O declínio dos romances de aventura (imposto
pela modernidade tecnológica e pela ausência de áreas desconhecidas na Terra) e
o esvaziamento das fórmulas estruturais do romance policial permitiram que a
ficção científica ocupasse um lugar que estava ficando vazio.
É fácil, em um único parágrafo, desagradar
três áreas importantes do entretenimento cultural.
Geeks e nerds, furiosos, não hesitarão
em empunhar algum simulacro de sabre de luz e me advertir sobre os perigos que
envolvem the dark side of the force. A turma do submundo do crime não terá
dificuldades para encontrar algum pistoleiro de aluguel e resolver o problema rapidamente.
Tropas estelares desembarcarão no terreno baldio ao lado do prédio em que moro.
Cercado por todos os lados, nada mais me restará senão pedir perdão e retificar
o que escrevi no primeiro parágrafo. Isso não acontecerá, mas...
Ler ficção científica, em tempos de
Covid-19, me parece – do ponto de vista psicológico – salutar. O escapismo
(observar mundos paralelos, onde os “doentes” são os outros) antecipa, por
meios transversos, as situações extremas. Metáfora dos tempos sombrios que
estamos vivendo, a FC mostra – literariamente – a face do inimigo. Não importa
se a sua (dele) aparência for de um inseto gigante ou de um vírus que está disseminado
em tudo o que fazemos ou tocamos. A ficção antecipa a realidade.

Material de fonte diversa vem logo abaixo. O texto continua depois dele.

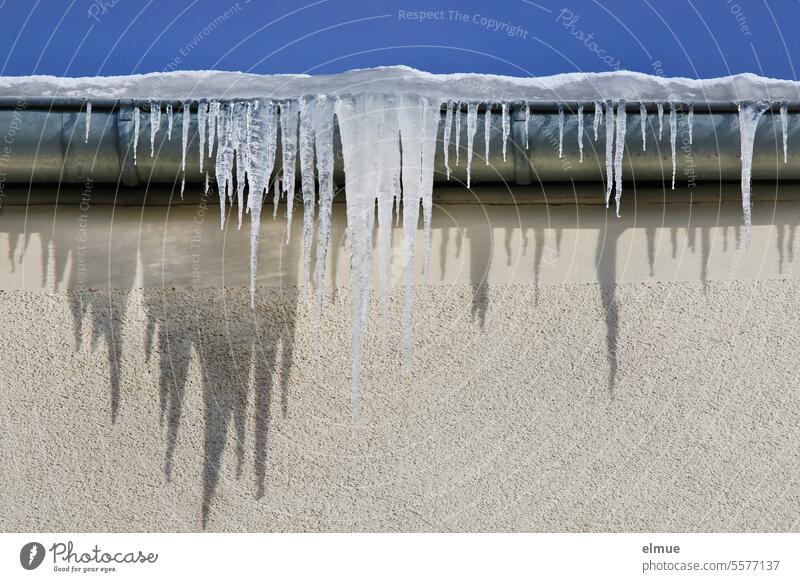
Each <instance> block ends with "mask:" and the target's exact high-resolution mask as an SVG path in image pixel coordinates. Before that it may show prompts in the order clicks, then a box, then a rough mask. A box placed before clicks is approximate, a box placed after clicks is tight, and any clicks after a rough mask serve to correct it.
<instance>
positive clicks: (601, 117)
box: [593, 101, 603, 141]
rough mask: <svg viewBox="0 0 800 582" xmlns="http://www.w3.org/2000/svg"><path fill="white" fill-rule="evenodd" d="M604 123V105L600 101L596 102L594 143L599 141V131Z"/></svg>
mask: <svg viewBox="0 0 800 582" xmlns="http://www.w3.org/2000/svg"><path fill="white" fill-rule="evenodd" d="M602 121H603V104H602V103H600V102H599V101H595V102H594V123H593V125H594V141H597V130H598V128H599V127H600V123H601V122H602Z"/></svg>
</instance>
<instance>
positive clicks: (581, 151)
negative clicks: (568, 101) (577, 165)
mask: <svg viewBox="0 0 800 582" xmlns="http://www.w3.org/2000/svg"><path fill="white" fill-rule="evenodd" d="M578 156H579V157H578V161H580V163H583V103H579V104H578Z"/></svg>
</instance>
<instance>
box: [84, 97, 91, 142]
mask: <svg viewBox="0 0 800 582" xmlns="http://www.w3.org/2000/svg"><path fill="white" fill-rule="evenodd" d="M91 127H92V102H91V101H87V102H86V139H84V143H89V130H90V129H91Z"/></svg>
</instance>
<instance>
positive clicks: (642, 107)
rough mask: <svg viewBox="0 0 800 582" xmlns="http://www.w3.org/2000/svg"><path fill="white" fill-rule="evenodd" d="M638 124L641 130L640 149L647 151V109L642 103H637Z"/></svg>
mask: <svg viewBox="0 0 800 582" xmlns="http://www.w3.org/2000/svg"><path fill="white" fill-rule="evenodd" d="M639 125H640V127H641V130H642V151H643V152H646V151H647V109H646V108H645V106H644V103H639Z"/></svg>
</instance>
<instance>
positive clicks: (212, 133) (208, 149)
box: [208, 101, 220, 158]
mask: <svg viewBox="0 0 800 582" xmlns="http://www.w3.org/2000/svg"><path fill="white" fill-rule="evenodd" d="M219 112H220V104H219V103H218V102H217V101H212V102H211V103H209V104H208V157H209V158H210V157H211V154H212V153H213V152H214V142H215V140H216V134H217V125H218V123H219Z"/></svg>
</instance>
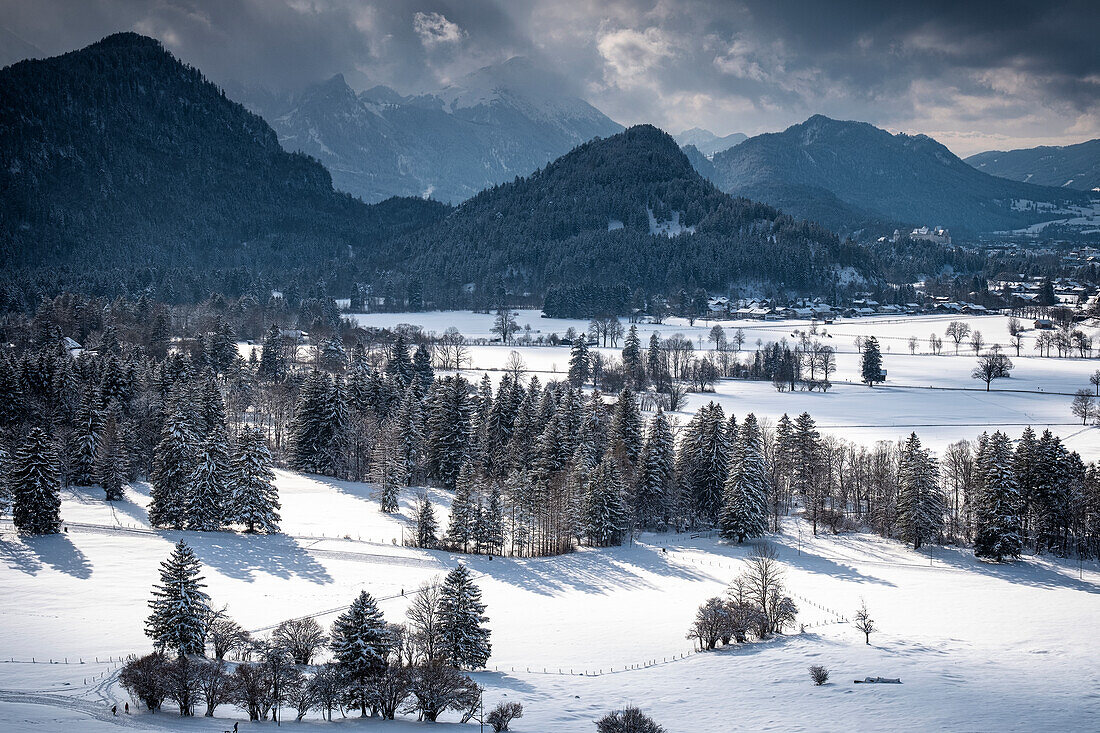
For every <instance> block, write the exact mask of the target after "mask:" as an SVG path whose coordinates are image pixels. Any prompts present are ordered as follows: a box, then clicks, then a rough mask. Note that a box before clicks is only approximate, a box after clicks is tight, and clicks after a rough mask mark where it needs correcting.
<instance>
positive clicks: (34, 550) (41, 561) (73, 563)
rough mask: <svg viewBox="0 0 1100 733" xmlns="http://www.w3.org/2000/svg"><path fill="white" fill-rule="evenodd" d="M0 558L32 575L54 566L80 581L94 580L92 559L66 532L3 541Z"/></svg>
mask: <svg viewBox="0 0 1100 733" xmlns="http://www.w3.org/2000/svg"><path fill="white" fill-rule="evenodd" d="M0 555H3V556H4V558H5V559H7V560H8V562H9V565H11V566H12V567H14V568H15V569H17V570H20V571H21V572H25V573H27V575H30V576H34V575H37V573H38V571H40V570H42V568H43V567H45V566H50V567H51V568H53V569H54V570H57V571H58V572H64V573H65V575H67V576H73V577H74V578H77V579H80V580H85V579H87V578H90V577H91V564H90V562H88V558H87V557H85V555H84V553H81V551H80V550H79V549H77V547H76V545H74V544H73V540H70V539H69V538H68V536H67V535H65V534H64V533H61V534H56V535H36V536H33V537H22V538H20V539H19V540H14V541H9V540H0Z"/></svg>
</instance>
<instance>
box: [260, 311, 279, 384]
mask: <svg viewBox="0 0 1100 733" xmlns="http://www.w3.org/2000/svg"><path fill="white" fill-rule="evenodd" d="M281 341H282V335H281V331H279V328H278V326H276V325H275V324H272V327H271V328H268V329H267V333H266V335H265V336H264V346H263V348H262V349H261V352H260V368H259V369H257V370H256V376H259V378H260V379H262V380H267V381H270V382H278V381H279V380H282V379H283V378H284V376H286V360H285V359H284V358H283V346H282V342H281Z"/></svg>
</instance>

Nos últimos meses, bem antes do Covid-19,
li os três volumes da série Fundação, do Isaac Asimov. Foi uma espécie de
passeio sentimental aos bosques do passado, lugar onde o adolescente que fui se
perdeu tantas vezes enquanto naves intergalácticas cruzavam o espaço sideral em
missões de colonização ou de aniquilamento de extraterrestres. Por algum
motivo, talvez ingenuidade, não consegui perceber – naqueles momentos de
outrora – que as histórias de faroeste que passavam na matinê do Cine Tamoio
estavam se deslocando para outro espaço geográfico. O insight só foi possível na metade dos anos 80. Era tarde demais. Estava viciado nas aventuras da USS
Enterprise, comandada pelo capitão James Tiberius Kirk. Um passo atrás estava uma
figura mítica e indecifrável: Spock (de origem vulcana). E, para não dar descanso,
os cinemas começaram a exibir Star Wars – no início, uma espécie de
bildungsroman de Luke Skywalker; depois, Darth Vader tomou conta da narrativa,
mas essa é outra história.
Porque estou lembrando isso? É para
dizer/escrever que li os três volumes da saga Guerra do Velho, do John Scalzi. Esses livros
não estavam na minha lista de prioridades de leitura. O que aconteceu? Alguns meses atrás, li um
artigo que destacava o militarismo colonialista na FC. De forma pouco usual, o
autor comparou Guerra do Velho com Coração das Trevas, de Joseph Conrad.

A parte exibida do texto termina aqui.